Not long after Pangaea split apart, South America and Africa became detached as a unit from the rest of Gondwanaland, and later they separated as the South Atlantic Ocean came into being. At a later date the Atlantic Ocean completed its extension northward, Australia separated from Antarctica, and India began to drift toward Asia.
The geologic processes responsible for continental drift are on such a huge scale that it is hard to believe they began relatively recently in the history of the earth. Hence it is likely that continental drift was taking place even before Pangaea was formed, and in fact there is some evidence that Pangaea was the result of the coming together of three earlier landmasses, Gondwanaland, Asia east of the Ural Mountains, and a unit consisting of North America, Greenland, and Europe.
Continental drift, then, has some very attractive aspects. Why was it not widely accepted until very recently? Wegener, who lacked a knowledge of the mechanical properties of the various parts of the earth's crust, envisioned the continents as floating freely over the mantle and having no trouble in moving through the ocean floors. If this were the case, only relatively weak forces would be needed to move the continents over the face of the earth, and Wegener was able to cite several such forces. But the ocean floors are in fact extremely hard and strong, and if enough force could somehow be applied, it seems likely that a continent would buckle rather than pass through the ocean floor.
An entirely different mechanism has proved to be involved, and until its discovery in the middle 1960s continental drift, for all its allure, remained discredited by most geologists.

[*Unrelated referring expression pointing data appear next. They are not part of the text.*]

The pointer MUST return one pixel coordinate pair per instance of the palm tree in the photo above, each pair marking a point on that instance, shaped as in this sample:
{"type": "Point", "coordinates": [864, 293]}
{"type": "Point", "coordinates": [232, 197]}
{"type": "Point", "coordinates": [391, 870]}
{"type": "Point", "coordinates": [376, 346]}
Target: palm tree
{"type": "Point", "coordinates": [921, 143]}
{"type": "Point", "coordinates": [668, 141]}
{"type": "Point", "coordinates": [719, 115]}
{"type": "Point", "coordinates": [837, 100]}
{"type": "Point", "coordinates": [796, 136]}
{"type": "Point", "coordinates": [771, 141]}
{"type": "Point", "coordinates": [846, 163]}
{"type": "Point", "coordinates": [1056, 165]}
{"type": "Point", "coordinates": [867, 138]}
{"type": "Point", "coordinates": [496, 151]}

Ex. 1. Put the sentences in logical order.
1. The Pyrenees, Alps and Caucasus of Europe, the Atlas Mountains of North Africa, and the Himalayas of Asia all were once part of the Tethys Sea.
2. Until its discovery in the middle 1960s continental drift remained discredited by the most geologists.
3. Pangaea did exist and later began to break apart into two supercontinents, Laurasia and Gondwanaland.
4. Later South America and Africa separated as the South Atlantic Ocean came into being.
5. It is likely that continental drift was taking place even before Pangaea was formed.
6. Laurasia and Gondwanaland were almost equal in size.
7. Today a little of the Tethys Sea survives as the Mediterranean, Caspian and Black Sea.
8. Laurasia and Gondwanaland were separated by a body of water called the Tethys Sea.